There are erasures I do not understand. They have not the appearance of randomness
—

She felt vulnerable and exposed. She got up and put on some of the skimpy clothing she had brought with her. The tight singlet and shorts clung to her; her skin was clammy.

Think.

The programmed distortion occurred,
the
Bird
had told Awnlee. And then the Inspace failure.
No one can hear you out here.

She paced the room. Her bare feet trod the resilient floor without disturbing the silence of the
Bird.

Suppose there was no random error. Suppose what appeared to be error was the result of a skillfully implanted series of commands.

The course program had never been touched. For that it need not have been touched. There were people who had studied the
Bird
's Inspace engineering systems. Hanna did not remember Jameson saying anything about those persons being investigated beyond the common bounds of security clearance. It was just possible, therefore, that the engineering failure had been planned. And the route from Earth to Omega was available to anyone who wanted it. It was standardized, part of the common programming of Inspace navigation. Given such detailed knowledge of the
Bird
's course so far, and knowledge of its general direction beyond, which had never been a secret, anyone might have extrapolated the
Bird
's approximate location after the first Jump past Omega. After that first Jump the possibilities for error would grow exponentially, but the finish of the first must be within a reasonably confined radius. The calculation
could not be precise, however, without possession of the course program; and without precision, even if someone were searching within that radius, there would be a margin of safety for the
Bird.
But Hanna could not estimate its extent.

Should she go to Rubee now and wake him from sleep? She leaned against a lavender wall and pressed her cheek against it. It was the wildest speculation, but she thought of how it could be done. Someone who was not afraid to go out past Omega could do it, exploring in weeks of small patient steps the logical path outward, until the data were complete and the leap as safe as any inside human space. Given the necessary skill, it needed only time. And Awnlee and Rubee had been in human space nearly a Standard year; had someone come this way while they went with Hanna round the worlds?

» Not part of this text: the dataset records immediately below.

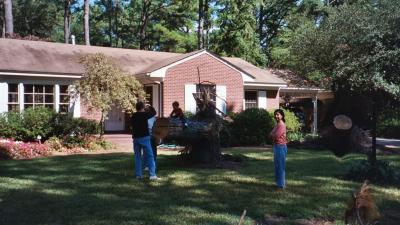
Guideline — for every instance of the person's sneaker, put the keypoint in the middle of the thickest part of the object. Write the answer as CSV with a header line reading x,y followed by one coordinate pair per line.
x,y
154,178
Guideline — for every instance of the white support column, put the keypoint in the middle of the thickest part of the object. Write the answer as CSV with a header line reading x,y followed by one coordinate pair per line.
x,y
156,100
315,115
21,98
262,99
3,97
57,97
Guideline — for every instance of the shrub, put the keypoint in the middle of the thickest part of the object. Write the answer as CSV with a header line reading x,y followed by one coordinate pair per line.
x,y
54,143
20,150
11,124
29,124
251,127
65,125
384,173
38,121
389,124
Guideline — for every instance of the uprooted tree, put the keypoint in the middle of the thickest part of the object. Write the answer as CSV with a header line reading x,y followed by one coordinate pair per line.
x,y
357,49
104,85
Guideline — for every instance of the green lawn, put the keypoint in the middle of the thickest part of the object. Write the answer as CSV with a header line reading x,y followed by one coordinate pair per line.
x,y
101,189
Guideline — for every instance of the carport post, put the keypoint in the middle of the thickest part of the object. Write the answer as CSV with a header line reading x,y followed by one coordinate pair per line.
x,y
315,115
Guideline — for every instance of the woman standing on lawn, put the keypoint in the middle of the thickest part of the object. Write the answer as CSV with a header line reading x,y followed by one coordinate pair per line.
x,y
278,135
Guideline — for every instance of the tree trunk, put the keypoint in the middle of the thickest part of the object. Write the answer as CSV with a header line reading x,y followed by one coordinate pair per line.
x,y
86,22
67,20
110,15
372,155
200,28
102,119
116,12
8,17
3,21
143,23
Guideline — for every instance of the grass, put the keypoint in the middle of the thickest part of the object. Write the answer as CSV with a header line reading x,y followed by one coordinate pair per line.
x,y
101,189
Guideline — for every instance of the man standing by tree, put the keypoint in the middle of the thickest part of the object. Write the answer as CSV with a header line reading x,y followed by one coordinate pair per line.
x,y
141,139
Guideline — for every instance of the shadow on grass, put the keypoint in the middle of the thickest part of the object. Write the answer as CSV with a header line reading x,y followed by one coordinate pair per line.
x,y
101,189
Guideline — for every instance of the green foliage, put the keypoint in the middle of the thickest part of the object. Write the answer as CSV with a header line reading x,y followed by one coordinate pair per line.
x,y
237,34
362,58
54,143
104,84
27,125
251,127
383,173
65,125
389,124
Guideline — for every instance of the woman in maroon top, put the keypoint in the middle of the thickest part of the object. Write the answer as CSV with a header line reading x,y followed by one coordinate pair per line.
x,y
278,135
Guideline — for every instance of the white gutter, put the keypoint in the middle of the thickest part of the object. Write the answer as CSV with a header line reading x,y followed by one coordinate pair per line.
x,y
39,75
264,85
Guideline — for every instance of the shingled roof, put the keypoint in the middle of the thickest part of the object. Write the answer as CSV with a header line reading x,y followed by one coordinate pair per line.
x,y
59,58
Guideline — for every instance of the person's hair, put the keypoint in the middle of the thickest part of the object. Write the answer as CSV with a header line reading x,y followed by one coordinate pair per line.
x,y
175,103
151,109
280,111
139,106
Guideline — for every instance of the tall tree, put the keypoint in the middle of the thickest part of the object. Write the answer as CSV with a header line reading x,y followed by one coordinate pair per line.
x,y
237,34
86,21
362,59
2,20
67,20
271,18
104,84
8,17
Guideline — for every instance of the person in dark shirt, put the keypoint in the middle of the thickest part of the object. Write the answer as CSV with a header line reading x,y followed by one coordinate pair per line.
x,y
141,139
177,113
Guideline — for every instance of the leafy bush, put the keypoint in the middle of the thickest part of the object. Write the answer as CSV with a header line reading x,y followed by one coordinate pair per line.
x,y
54,143
251,127
293,126
20,150
67,125
389,124
37,122
29,124
384,173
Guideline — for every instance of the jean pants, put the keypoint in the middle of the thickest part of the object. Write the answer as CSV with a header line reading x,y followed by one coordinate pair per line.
x,y
138,144
280,152
154,148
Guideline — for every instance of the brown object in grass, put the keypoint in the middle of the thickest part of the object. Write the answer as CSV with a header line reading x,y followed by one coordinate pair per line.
x,y
362,210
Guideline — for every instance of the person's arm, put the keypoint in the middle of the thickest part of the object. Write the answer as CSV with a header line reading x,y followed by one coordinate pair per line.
x,y
150,114
280,131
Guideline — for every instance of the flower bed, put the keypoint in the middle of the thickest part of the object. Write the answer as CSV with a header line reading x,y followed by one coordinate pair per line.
x,y
10,149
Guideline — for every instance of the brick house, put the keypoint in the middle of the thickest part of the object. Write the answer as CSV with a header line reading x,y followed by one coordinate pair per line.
x,y
39,73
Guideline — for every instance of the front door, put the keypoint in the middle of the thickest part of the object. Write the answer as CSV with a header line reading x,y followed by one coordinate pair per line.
x,y
115,120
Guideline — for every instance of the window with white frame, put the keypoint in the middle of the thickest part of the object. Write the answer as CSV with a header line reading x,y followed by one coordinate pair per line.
x,y
250,99
64,99
38,95
13,99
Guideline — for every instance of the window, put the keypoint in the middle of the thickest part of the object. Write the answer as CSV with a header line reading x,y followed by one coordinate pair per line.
x,y
13,101
250,99
212,89
38,95
64,98
149,94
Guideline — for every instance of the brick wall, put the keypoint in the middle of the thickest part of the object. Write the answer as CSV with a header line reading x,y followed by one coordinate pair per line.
x,y
211,70
272,99
93,115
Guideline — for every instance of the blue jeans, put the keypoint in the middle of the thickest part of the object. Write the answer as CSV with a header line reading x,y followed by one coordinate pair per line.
x,y
280,152
138,144
154,148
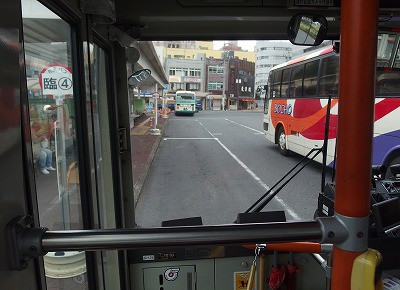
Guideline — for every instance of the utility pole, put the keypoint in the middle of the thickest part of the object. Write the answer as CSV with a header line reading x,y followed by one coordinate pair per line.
x,y
223,81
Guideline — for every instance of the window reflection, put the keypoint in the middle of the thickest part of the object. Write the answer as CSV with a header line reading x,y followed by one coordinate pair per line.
x,y
47,44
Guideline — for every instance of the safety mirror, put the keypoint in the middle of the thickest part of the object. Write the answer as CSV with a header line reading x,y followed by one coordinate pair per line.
x,y
139,76
307,30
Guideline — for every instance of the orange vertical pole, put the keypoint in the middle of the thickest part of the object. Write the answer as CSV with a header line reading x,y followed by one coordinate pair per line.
x,y
358,45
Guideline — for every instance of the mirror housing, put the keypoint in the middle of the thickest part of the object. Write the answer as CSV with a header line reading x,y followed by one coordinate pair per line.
x,y
307,29
139,76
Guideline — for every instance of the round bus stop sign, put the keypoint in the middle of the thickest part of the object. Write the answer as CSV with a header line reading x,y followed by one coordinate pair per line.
x,y
56,80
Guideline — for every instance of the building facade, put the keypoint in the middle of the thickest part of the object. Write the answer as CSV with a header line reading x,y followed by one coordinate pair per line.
x,y
268,55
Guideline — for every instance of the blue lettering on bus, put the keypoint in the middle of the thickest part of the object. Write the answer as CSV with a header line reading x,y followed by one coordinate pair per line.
x,y
282,109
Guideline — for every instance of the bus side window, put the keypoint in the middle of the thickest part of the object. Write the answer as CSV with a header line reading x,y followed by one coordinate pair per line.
x,y
276,93
311,79
285,83
271,85
329,76
388,83
296,81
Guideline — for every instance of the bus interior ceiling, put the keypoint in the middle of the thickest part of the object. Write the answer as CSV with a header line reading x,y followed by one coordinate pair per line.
x,y
217,20
226,20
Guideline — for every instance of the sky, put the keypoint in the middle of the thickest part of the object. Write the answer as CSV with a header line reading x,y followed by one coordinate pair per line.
x,y
244,44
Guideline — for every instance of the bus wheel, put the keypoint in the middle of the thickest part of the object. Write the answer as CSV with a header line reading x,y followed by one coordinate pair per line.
x,y
282,142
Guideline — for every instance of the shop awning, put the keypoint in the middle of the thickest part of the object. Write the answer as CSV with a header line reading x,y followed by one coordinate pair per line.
x,y
247,99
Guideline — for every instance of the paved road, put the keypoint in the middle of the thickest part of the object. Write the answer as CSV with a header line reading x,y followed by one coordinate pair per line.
x,y
217,164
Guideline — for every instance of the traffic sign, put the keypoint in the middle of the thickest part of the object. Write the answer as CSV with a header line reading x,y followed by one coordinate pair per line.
x,y
56,80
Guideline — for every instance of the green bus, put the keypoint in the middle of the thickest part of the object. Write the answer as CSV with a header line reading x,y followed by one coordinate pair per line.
x,y
185,103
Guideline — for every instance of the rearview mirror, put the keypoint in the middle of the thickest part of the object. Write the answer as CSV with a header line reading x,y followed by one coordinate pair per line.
x,y
308,30
139,76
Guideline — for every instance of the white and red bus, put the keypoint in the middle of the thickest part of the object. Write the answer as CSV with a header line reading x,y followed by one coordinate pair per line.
x,y
296,103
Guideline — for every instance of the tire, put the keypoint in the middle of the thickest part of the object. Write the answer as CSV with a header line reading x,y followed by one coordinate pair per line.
x,y
282,142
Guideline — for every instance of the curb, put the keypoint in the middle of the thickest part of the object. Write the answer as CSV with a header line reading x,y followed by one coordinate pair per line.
x,y
142,177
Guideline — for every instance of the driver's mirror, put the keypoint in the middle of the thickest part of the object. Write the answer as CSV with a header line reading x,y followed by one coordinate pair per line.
x,y
139,76
308,30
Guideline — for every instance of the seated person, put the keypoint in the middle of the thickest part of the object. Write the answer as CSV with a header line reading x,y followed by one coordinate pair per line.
x,y
40,145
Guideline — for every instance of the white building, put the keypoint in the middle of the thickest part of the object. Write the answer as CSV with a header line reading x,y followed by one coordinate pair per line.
x,y
269,54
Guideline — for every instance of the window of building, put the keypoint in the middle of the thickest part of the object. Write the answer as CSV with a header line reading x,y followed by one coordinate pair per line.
x,y
193,87
194,72
215,86
215,69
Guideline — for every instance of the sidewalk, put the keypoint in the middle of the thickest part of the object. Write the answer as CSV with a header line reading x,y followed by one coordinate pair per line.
x,y
144,147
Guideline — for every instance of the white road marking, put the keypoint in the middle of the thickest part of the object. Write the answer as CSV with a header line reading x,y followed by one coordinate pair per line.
x,y
190,139
289,210
247,127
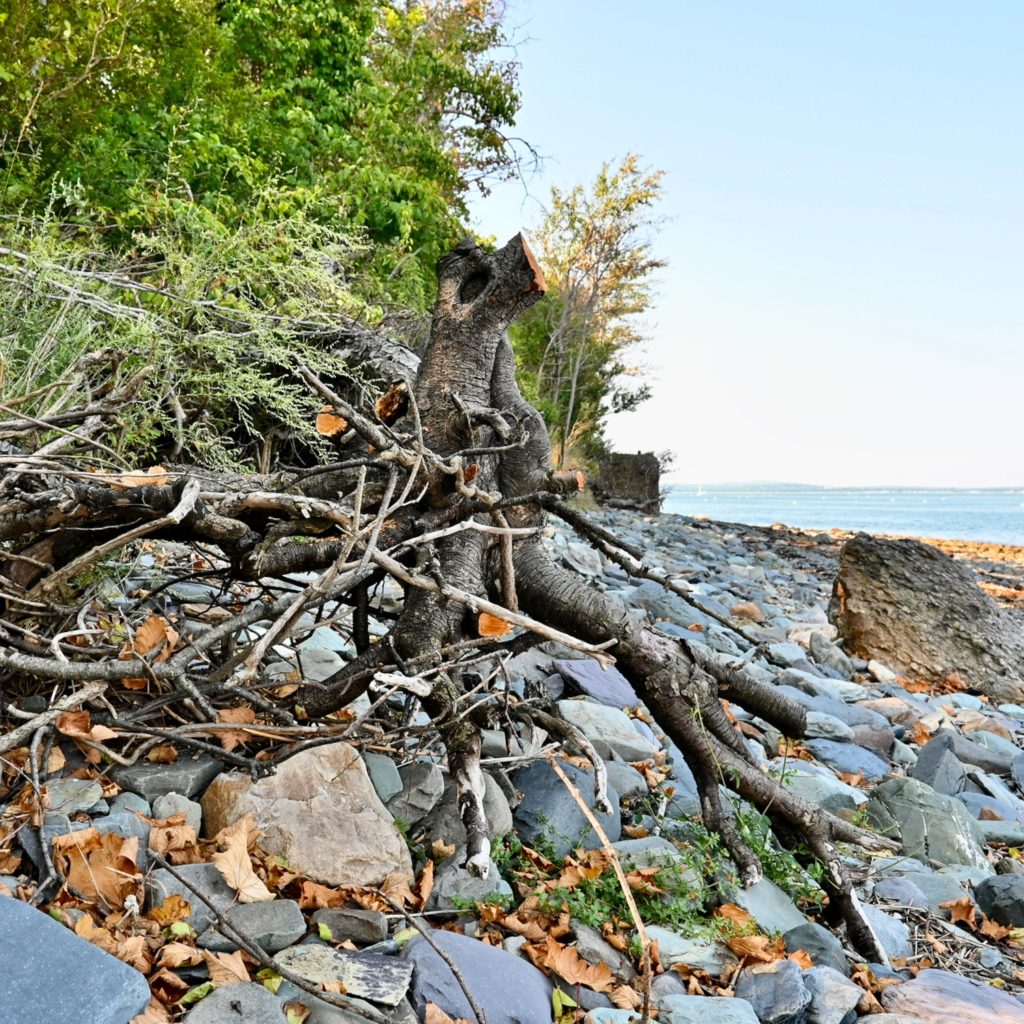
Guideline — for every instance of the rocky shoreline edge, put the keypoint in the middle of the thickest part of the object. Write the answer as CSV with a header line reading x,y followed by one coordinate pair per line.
x,y
940,770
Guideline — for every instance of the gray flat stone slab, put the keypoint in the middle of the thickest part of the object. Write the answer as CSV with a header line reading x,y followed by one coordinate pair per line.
x,y
367,976
50,976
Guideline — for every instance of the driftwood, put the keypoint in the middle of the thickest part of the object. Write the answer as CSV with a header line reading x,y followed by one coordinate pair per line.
x,y
924,614
449,500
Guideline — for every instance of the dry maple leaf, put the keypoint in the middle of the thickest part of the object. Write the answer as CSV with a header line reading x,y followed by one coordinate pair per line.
x,y
226,969
571,968
229,738
961,910
99,867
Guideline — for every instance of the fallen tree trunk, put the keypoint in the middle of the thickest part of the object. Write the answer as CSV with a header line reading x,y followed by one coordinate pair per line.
x,y
923,614
450,502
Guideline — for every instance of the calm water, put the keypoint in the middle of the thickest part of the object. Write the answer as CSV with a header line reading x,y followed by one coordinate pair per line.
x,y
967,515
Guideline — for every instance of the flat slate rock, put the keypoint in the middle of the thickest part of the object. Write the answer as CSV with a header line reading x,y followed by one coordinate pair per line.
x,y
367,976
250,1004
607,686
508,989
548,811
48,975
938,997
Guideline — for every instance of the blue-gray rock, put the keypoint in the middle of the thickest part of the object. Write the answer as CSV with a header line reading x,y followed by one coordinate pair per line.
x,y
271,924
365,975
205,879
383,774
834,996
626,780
363,927
699,953
938,996
820,944
608,729
901,891
825,791
849,758
930,825
938,767
706,1010
1001,898
606,686
549,814
769,906
508,989
454,883
50,976
174,803
775,991
423,784
891,932
245,1004
69,796
188,776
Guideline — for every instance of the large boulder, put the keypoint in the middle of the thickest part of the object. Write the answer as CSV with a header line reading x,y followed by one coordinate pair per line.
x,y
320,812
914,608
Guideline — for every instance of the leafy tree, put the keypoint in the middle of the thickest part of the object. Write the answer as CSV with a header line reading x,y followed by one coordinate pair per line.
x,y
594,245
372,116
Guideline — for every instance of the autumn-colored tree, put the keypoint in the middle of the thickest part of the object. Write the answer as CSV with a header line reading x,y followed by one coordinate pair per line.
x,y
595,247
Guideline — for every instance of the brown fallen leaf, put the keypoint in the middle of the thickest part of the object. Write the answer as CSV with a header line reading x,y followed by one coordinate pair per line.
x,y
226,969
235,864
99,867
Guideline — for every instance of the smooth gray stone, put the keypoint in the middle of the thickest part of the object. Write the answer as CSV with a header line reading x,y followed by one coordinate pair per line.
x,y
702,954
50,976
246,1004
834,996
776,991
820,944
938,767
825,791
608,729
892,933
174,803
1001,898
930,825
271,924
444,821
423,784
383,774
583,558
902,891
187,775
363,927
626,780
365,975
606,686
549,814
206,879
706,1010
849,758
769,906
508,989
454,883
69,796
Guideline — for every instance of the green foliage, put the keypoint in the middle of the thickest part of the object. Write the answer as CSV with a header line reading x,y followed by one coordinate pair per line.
x,y
204,317
571,349
369,117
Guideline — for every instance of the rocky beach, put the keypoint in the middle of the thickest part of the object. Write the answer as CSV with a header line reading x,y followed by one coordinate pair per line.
x,y
343,871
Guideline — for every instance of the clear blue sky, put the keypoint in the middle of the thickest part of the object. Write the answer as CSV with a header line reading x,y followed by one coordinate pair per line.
x,y
844,301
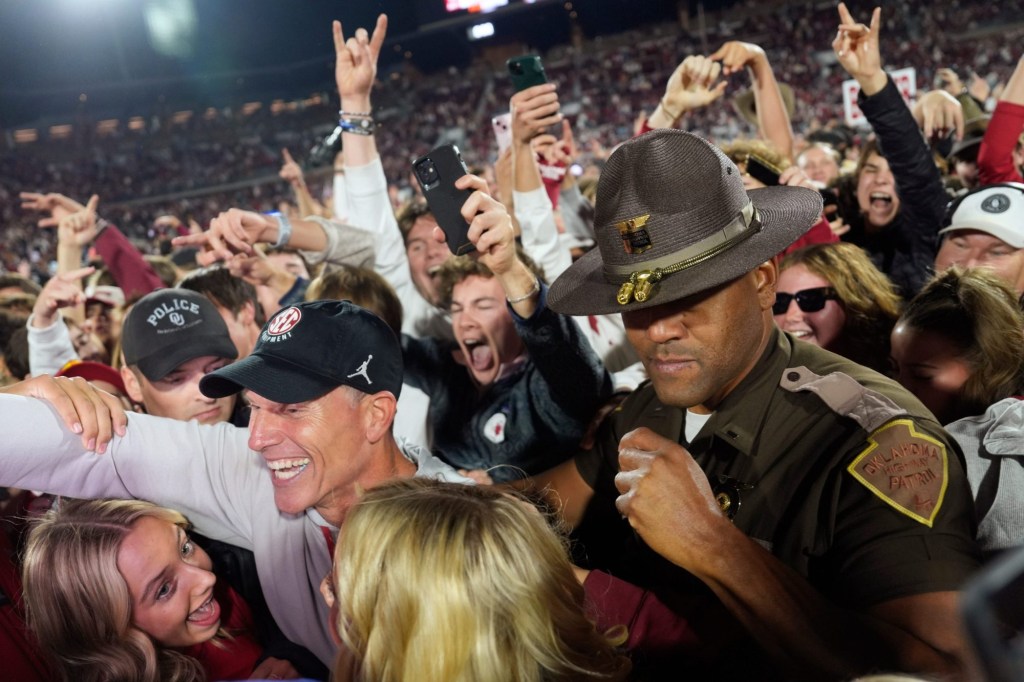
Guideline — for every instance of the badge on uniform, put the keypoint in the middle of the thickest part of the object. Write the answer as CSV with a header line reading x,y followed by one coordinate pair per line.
x,y
904,468
494,429
727,495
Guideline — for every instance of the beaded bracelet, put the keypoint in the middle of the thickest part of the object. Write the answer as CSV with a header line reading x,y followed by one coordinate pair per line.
x,y
534,290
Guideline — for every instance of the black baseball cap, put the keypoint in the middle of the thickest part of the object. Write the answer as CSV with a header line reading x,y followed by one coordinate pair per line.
x,y
308,349
170,327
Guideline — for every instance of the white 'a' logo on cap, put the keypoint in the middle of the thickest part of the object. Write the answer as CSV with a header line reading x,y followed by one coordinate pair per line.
x,y
284,322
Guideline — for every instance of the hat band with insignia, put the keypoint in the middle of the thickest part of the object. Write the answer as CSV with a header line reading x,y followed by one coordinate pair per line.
x,y
639,285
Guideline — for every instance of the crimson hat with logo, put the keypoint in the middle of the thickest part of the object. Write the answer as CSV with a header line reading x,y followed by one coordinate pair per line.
x,y
308,349
169,327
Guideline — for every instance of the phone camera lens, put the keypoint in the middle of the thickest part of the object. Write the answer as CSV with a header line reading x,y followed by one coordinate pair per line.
x,y
427,172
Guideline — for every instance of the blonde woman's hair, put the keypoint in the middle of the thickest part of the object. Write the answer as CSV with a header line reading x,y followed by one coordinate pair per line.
x,y
78,603
978,312
868,298
441,582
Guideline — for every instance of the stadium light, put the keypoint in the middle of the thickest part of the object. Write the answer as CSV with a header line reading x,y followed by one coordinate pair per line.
x,y
478,31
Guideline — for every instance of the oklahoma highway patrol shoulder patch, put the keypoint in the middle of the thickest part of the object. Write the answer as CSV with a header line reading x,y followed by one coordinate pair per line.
x,y
905,469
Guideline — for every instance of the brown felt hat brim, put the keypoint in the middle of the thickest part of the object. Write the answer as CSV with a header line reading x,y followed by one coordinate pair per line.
x,y
785,214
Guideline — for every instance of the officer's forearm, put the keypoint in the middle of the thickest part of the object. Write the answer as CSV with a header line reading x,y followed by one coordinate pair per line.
x,y
807,636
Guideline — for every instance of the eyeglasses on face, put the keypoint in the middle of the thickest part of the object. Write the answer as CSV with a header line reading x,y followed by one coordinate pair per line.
x,y
809,300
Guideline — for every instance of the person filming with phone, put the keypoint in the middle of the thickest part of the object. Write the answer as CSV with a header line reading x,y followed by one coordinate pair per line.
x,y
523,382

She closed her eyes and shut out the lavender light. Reached out, out, past Rubee and Awnlee, beyond the sleeping
Bird
and farther still, in all directions and no direction. In the isolation of the
Bird
she might, with all her skill and all her mind concentrated, touch a familiar presence though it be light years away. There ought to be nothing else for her to touch. There should be no stranger near at hand.

There was something. She brushed against it and jerked away, chilled. It was in space and thought of the
Far-Flying Bird.
It thought of the treasure in the
Bird
's guts.

“God damn it,” she said softly, scarcely able to believe in what she had felt. But it was there. It was close by, and purposeful.

She did not know exactly where it was. Telepathy could not tell her that.

She went to Rubee's room and pounded on his door. He answered at once. He wore a sleeping robe that brushed the floor and he adjusted it punctiliously as the door opened. Hanna felt his surprise. She said, “I am sorry to wake you, Rubee. But I must, and
now.

“Enter. Enter—”

She was already in the room, talking as quickly as the need to think in Ellsian allowed. He did not understand her at first, so that she had to back up and repeat her knowledge and surmises; when he grasped them his eyespots worked and shone.